At the recent Intel Developer Forum (IDF), I was given the opportunity to interview John Hengeveld. John is in the Datacenter and Connected Systems Group in Hillsboro.
Intel-provided information about John:
I recorded our conversation. What follows is a transcript, rather than a summary, since our topics ranged fairly widely and in some cases information is conveyed by the style of the answer. Conditions weren’t optimal for recording; it was in a large open space with many other conversations going on and the “Intel Robotic Orchestra” playing in the background. Hopefully I got all the words right.
I used Twitter to crowd-source questions, and some of my comments refer to picking questions out of the list that generated. (Thank you! To all who responded.)
Full disclosure: As I noted in a prior post, Intel paid for me to attend IDF. Thanks, again.
Occurrences of  indicate words I added for clarification. There aren’t many.
Pfister: What, overall, is HPC to Intel? Is it synonymous with MIC?
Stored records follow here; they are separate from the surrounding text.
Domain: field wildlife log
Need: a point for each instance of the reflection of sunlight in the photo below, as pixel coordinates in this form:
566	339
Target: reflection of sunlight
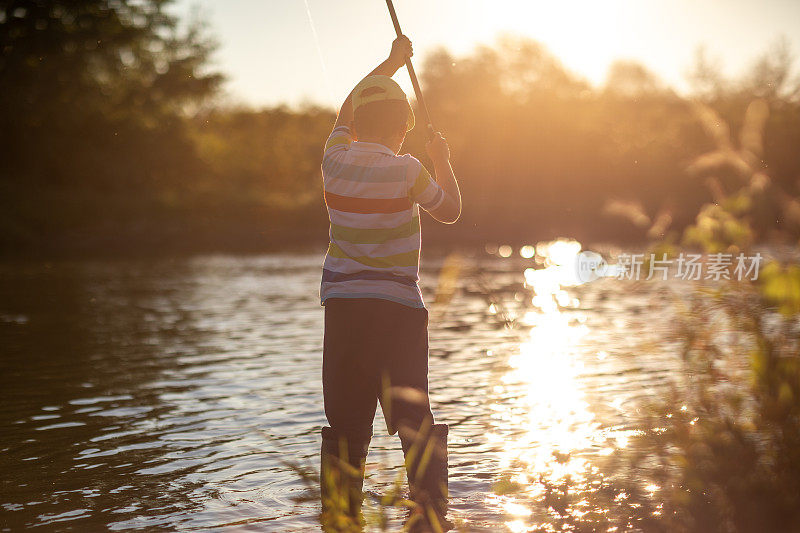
547	414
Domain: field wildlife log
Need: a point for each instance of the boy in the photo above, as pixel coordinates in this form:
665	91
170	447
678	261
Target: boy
376	339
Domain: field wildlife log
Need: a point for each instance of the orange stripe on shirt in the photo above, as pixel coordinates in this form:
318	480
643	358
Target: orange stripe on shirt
366	205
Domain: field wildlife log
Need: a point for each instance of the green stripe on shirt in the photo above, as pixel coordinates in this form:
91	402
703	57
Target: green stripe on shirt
410	258
375	236
420	184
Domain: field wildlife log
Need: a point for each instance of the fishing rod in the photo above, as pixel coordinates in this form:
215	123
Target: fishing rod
426	118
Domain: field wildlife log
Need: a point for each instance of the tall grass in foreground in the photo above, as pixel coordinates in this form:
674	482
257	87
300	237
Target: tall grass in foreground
724	447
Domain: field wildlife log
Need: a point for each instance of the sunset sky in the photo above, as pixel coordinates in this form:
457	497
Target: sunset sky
270	54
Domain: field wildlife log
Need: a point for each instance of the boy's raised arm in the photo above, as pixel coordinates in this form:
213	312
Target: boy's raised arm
401	50
450	209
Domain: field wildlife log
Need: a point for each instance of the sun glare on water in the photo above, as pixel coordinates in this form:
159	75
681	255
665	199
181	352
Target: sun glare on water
551	416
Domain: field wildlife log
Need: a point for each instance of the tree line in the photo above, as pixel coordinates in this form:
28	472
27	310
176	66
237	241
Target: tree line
113	140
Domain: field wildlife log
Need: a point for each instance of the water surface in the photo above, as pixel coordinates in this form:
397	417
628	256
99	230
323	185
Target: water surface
180	394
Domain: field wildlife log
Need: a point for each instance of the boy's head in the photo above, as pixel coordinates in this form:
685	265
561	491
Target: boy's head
382	113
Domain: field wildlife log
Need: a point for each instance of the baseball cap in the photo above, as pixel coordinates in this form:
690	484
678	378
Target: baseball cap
379	88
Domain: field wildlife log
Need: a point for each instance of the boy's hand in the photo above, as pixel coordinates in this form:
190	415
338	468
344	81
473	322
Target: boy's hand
401	51
437	147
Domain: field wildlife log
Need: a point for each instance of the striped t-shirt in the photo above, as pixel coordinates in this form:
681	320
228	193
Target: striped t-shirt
373	198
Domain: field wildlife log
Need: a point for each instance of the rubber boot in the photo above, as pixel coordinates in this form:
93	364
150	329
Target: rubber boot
425	451
342	461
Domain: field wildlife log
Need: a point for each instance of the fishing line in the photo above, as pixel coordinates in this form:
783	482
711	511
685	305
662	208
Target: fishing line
319	53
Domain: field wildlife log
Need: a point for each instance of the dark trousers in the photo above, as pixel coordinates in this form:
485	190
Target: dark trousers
375	350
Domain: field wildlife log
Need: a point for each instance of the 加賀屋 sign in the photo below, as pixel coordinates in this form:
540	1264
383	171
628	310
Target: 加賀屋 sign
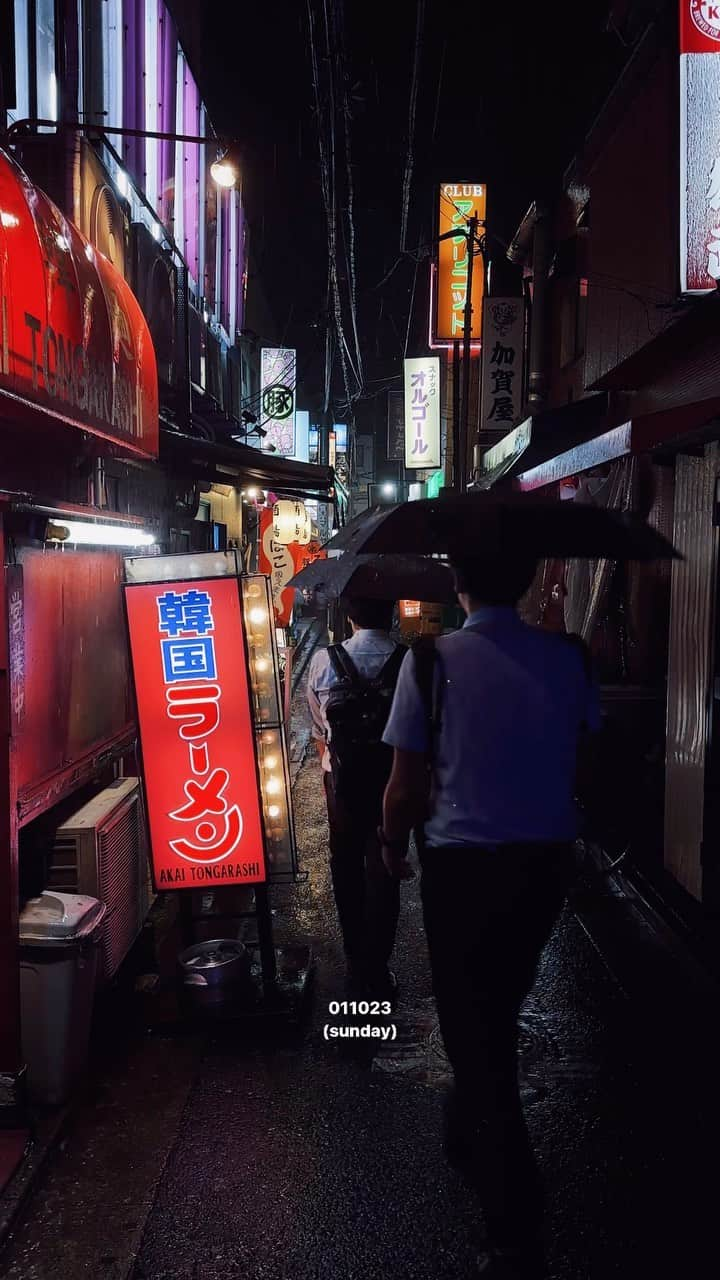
422	412
700	146
196	731
504	324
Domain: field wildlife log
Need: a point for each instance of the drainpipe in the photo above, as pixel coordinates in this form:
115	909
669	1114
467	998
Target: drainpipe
533	243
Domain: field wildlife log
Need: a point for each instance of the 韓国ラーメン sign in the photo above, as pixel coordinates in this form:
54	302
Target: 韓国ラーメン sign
196	731
74	344
422	412
700	145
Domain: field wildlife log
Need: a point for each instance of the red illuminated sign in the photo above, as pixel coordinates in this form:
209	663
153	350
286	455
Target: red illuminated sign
277	562
73	341
700	27
700	146
196	732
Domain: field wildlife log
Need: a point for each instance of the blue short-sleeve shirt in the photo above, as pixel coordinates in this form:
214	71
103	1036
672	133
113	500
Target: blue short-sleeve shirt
513	704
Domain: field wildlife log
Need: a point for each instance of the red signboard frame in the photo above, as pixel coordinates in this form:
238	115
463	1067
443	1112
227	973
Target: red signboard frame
197	734
700	27
74	344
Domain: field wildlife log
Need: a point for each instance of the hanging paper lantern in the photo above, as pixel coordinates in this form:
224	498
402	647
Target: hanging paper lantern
291	522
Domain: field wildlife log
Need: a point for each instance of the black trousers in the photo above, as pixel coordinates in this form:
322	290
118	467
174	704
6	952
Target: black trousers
488	915
367	897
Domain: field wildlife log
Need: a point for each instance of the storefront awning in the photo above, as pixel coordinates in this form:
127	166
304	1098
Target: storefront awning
74	346
543	437
700	324
240	464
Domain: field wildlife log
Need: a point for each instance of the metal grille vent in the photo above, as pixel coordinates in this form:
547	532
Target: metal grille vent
118	873
100	851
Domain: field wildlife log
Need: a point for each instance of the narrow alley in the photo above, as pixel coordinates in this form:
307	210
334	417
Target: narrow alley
217	1159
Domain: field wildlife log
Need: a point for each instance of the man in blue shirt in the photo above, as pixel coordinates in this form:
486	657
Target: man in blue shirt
486	768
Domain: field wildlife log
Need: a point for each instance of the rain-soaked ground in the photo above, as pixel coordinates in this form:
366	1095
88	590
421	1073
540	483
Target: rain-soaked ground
200	1157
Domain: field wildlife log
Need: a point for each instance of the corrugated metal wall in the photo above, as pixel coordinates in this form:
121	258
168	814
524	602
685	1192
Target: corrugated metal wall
689	667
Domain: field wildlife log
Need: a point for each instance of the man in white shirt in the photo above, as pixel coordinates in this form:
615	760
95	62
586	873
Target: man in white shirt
367	897
499	720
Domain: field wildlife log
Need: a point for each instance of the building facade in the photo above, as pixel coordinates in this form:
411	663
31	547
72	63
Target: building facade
128	393
627	378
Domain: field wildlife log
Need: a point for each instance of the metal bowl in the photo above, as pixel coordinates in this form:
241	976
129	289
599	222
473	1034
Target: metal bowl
210	972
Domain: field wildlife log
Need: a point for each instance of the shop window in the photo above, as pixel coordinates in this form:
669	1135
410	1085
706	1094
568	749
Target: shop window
178	213
18	95
188	123
573	320
167	78
151	103
45	63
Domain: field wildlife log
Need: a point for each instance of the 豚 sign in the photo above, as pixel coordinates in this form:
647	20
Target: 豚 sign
277	391
73	341
422	412
196	731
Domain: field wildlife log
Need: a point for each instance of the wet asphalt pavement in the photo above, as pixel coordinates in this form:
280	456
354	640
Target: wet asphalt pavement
299	1159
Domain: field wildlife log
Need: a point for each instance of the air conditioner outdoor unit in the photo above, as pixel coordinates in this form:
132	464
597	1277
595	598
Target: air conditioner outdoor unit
155	283
235	383
101	851
197	329
103	216
215	379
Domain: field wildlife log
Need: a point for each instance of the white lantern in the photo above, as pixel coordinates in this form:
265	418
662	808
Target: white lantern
291	522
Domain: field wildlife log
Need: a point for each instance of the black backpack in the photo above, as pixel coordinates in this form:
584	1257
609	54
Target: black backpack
356	712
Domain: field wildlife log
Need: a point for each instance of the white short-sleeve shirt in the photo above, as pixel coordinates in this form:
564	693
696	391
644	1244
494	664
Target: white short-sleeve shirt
369	650
513	702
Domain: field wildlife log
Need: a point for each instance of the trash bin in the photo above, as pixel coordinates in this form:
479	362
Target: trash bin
59	936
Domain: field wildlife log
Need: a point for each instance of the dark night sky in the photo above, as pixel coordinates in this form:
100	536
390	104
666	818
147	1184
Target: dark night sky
519	86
Hengeveld: No. Actually, HPC has a research effort, how to scale applications, how to deal with performance and power issues that are upcoming. That’s the labs portion of it. Then we have significant product activity around our mainstream Xeon products, how to support the software and infrastructure when those products are delivered in cluster form to supercomputing activities. In addition to those products also get delivered into what we refer to as the volume HPC market, which is small and medium-sized clusters being used for product design, research activities, such as those in biomed, some in visualization. Then comes the MIC part. So, when we look at MIC, we try to manage and characterize the collection of workloads we create optimized performance for. About 20% of those, and we think these are representative of workloads in the industry, map to what MIC does really well. And the rest, most customers have…
Pfister: What is the distinguishing characteristic?
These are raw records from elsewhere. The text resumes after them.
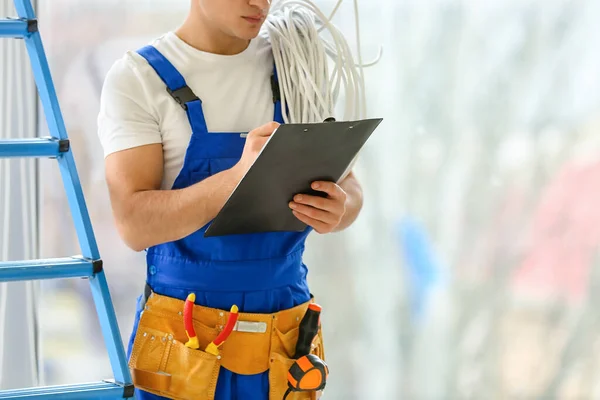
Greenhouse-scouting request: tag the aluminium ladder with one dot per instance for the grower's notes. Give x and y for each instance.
(89, 264)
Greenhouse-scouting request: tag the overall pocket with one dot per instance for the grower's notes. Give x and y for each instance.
(163, 366)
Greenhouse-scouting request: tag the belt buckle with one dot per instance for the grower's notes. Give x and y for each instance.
(250, 327)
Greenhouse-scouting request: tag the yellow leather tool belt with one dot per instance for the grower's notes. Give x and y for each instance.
(160, 363)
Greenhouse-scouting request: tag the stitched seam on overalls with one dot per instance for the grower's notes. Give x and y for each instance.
(176, 257)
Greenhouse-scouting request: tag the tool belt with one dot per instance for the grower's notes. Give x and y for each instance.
(161, 364)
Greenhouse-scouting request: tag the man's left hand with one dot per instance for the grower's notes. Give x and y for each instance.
(323, 214)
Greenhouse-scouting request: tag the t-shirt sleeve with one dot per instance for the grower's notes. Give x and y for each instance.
(126, 119)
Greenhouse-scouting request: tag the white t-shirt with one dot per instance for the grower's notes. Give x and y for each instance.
(136, 109)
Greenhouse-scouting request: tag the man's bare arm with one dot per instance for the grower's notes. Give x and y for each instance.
(146, 216)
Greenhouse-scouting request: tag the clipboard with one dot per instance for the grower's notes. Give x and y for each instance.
(294, 156)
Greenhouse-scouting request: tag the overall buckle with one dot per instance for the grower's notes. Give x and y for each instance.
(183, 95)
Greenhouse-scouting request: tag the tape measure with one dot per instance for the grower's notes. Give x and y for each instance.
(308, 373)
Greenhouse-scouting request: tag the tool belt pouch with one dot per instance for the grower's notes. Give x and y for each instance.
(284, 346)
(161, 364)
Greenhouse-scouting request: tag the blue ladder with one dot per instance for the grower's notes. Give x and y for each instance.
(89, 264)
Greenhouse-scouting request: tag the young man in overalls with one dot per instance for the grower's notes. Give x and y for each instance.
(170, 123)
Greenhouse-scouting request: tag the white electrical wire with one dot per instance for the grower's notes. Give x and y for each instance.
(309, 93)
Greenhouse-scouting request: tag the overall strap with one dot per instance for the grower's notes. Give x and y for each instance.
(176, 87)
(278, 117)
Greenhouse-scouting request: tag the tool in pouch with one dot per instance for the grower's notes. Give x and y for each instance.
(213, 347)
(308, 373)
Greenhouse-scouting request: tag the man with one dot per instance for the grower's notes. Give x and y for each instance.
(169, 123)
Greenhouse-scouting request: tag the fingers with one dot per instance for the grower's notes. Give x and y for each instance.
(317, 202)
(316, 214)
(333, 190)
(318, 226)
(264, 130)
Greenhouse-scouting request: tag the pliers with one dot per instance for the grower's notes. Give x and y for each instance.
(213, 347)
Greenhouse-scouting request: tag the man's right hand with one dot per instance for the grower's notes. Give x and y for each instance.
(255, 141)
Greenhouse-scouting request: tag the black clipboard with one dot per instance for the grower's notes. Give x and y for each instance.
(294, 156)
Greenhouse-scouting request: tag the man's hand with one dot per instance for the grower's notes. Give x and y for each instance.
(255, 141)
(323, 214)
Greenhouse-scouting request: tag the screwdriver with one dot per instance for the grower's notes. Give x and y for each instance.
(309, 327)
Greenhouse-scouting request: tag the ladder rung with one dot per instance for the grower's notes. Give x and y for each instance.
(32, 147)
(99, 390)
(53, 268)
(15, 28)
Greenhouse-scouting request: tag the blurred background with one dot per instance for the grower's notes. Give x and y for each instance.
(472, 270)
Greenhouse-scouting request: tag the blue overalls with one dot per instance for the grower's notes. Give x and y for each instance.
(260, 273)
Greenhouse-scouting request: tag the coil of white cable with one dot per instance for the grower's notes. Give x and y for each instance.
(309, 92)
Hengeveld: There are two distinguishing characteristics. One is what I would refer to as compute density – applications that have relatively small memory footprints but have a high number of compute operations per memory access, and that parallelize well. Then there’s a second set of applications, streaming applications, where size isn’t significant but memory bandwidth is the distinguishing factor. You see some portion of the workload space there.
Pfister: Streaming is something I was specifically going to ask you about. It seems that with the accelerators being used today, there’s this bifurcation in HPC: Things that don’t need, or can’t use, memory streaming; and those that are limited by how fast you can move data to and from memory.
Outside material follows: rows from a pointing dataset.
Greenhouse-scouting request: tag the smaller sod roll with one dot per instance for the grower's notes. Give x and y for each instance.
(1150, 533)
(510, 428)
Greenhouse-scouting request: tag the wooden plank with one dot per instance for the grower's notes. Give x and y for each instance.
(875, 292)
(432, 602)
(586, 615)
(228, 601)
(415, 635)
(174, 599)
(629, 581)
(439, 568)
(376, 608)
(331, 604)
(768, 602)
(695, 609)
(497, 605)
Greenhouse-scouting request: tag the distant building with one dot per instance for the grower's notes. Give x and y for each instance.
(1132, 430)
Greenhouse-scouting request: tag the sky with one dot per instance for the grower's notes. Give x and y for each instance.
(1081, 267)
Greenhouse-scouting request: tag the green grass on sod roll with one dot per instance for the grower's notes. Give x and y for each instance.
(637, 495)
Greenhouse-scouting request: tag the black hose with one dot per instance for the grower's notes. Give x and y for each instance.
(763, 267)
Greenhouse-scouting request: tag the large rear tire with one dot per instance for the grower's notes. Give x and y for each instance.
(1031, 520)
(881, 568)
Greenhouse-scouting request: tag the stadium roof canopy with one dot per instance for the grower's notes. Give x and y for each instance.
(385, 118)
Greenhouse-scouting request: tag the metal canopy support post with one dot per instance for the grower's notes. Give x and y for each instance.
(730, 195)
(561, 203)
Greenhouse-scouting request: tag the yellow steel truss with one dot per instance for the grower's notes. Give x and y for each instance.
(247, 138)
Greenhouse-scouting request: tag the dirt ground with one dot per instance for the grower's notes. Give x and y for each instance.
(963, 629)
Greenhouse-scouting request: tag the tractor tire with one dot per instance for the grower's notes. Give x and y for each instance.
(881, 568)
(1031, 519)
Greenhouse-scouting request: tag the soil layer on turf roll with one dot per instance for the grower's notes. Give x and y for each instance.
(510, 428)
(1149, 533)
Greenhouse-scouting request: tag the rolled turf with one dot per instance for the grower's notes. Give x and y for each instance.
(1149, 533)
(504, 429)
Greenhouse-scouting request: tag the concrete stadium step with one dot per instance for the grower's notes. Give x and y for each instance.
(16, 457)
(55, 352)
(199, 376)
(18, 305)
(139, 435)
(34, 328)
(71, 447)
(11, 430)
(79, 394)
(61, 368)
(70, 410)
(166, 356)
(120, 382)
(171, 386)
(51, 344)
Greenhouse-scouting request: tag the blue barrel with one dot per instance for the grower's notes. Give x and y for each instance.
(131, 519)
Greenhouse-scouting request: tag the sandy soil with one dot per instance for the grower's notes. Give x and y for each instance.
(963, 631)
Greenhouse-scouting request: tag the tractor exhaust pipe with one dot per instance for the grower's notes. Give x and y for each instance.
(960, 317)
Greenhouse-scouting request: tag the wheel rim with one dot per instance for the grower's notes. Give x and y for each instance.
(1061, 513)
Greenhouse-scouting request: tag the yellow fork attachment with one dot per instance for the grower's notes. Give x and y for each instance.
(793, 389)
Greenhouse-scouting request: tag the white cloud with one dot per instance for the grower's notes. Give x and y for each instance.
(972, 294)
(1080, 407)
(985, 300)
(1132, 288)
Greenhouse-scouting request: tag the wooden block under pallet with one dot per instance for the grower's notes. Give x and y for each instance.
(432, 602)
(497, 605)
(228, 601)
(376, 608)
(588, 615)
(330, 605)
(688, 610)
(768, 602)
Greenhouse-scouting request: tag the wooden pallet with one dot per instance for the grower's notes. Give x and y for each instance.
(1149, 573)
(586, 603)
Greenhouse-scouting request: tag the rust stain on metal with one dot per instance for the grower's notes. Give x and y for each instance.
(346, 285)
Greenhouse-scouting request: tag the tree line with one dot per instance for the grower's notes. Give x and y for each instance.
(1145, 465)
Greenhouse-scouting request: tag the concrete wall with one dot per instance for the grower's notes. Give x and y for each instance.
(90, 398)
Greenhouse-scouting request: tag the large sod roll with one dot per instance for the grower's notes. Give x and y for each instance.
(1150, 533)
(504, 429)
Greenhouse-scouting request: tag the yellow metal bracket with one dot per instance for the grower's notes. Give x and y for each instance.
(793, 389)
Hengeveld: That’s right. I agree.
Pfister: Is MIC designed for the streaming side?
Hengeveld: MIC will perform well for many streaming applications. Not all. There are some that require a memory access model MIC doesn’t map to particularly well. But a lot of the streaming applications will do very well on MIC in one of the generations. We have a collection of generations of MIC on the roadmap, but we’re not talking about anything beyond the next “Corner” generation [Knight’s Corner, 2012 product successor to the current limited-production Knight’s Ferry software development vehicle]. More beyond that, down the roadmap, you will see more and more effect for that class of application.
Pfister: So you expect that to be competitive in bandwidth and throughput with what comes out of Nvidia?
Hengeveld: Very much so. We’re competing in this market space to be successful; and we understand that we need to be competitive on a performance density, performance per watt basis. The way I kind of think about it is that we have a roadmap with exceptional performance, but, in addition to that, we have a consistent programming model with the rest of the Xeon platforms. The things you do to create an optimized cluster will work in the MIC space pretty much straightforwardly. We’ve done a number of demonstrations of that here and at ISC. That’s the main difference. So we’ll see the performance; we’ll be ahead in the performance. But the real difference is the programming model.
Pfister: But the application has to be amenable.
Hengeveld: The application has to be amenable. For many customers that do a wide range of applications – you know, if you are doing a few things, it’s likely possible that some of those few things will be these highly-parallel, many-core optimized kinds of things. But most customers are doing a range of things. The powerful general-purpose solution is still the mainstream Xeon architecture, which handles the widest range of workloads really robustly, and as we continue with our beat rate in the Xeon space, you know with Sandy Bridge coming out we moved significantly forward with floating-point performance, and you’ll see that again going forward. You see the charts going up and to the right 2X per release.
Pfister: Yes, all marketing charts go up and to the right.
Hengeveld: Yes, all marketing charts go up and to the right, but the point is that there’s a continued investment to drive floating-point performance and effective parallelism and power efficiency in a way that will be useful to HPC customers and mainstream customers.
Pfister: Is MIC going to be something that will continue over time? That you can write code for an expect it to continue to work in the future?
Hengeveld: Absolutely. It’s a major investment on our part on a distinct architectural approach that we expect to continue on as far out as our roadmaps envision today.
Pfister: Can you tell me anything about memory and connectivity? There was some indication at one point of memory being stacked on a MIC chip.
Hengeveld: A lot of research concepts are being explored for future products, and I can’t really talk about much of that kind of thing for things that are out in the roadmap. There’s a lot of work being done around innovative approaches about how to do the system work around this silicon.
Pfister: MIC vs. SCC – Single Chip Cluster.
Hengeveld: SCC! Got it! I thought you meant single chip computer.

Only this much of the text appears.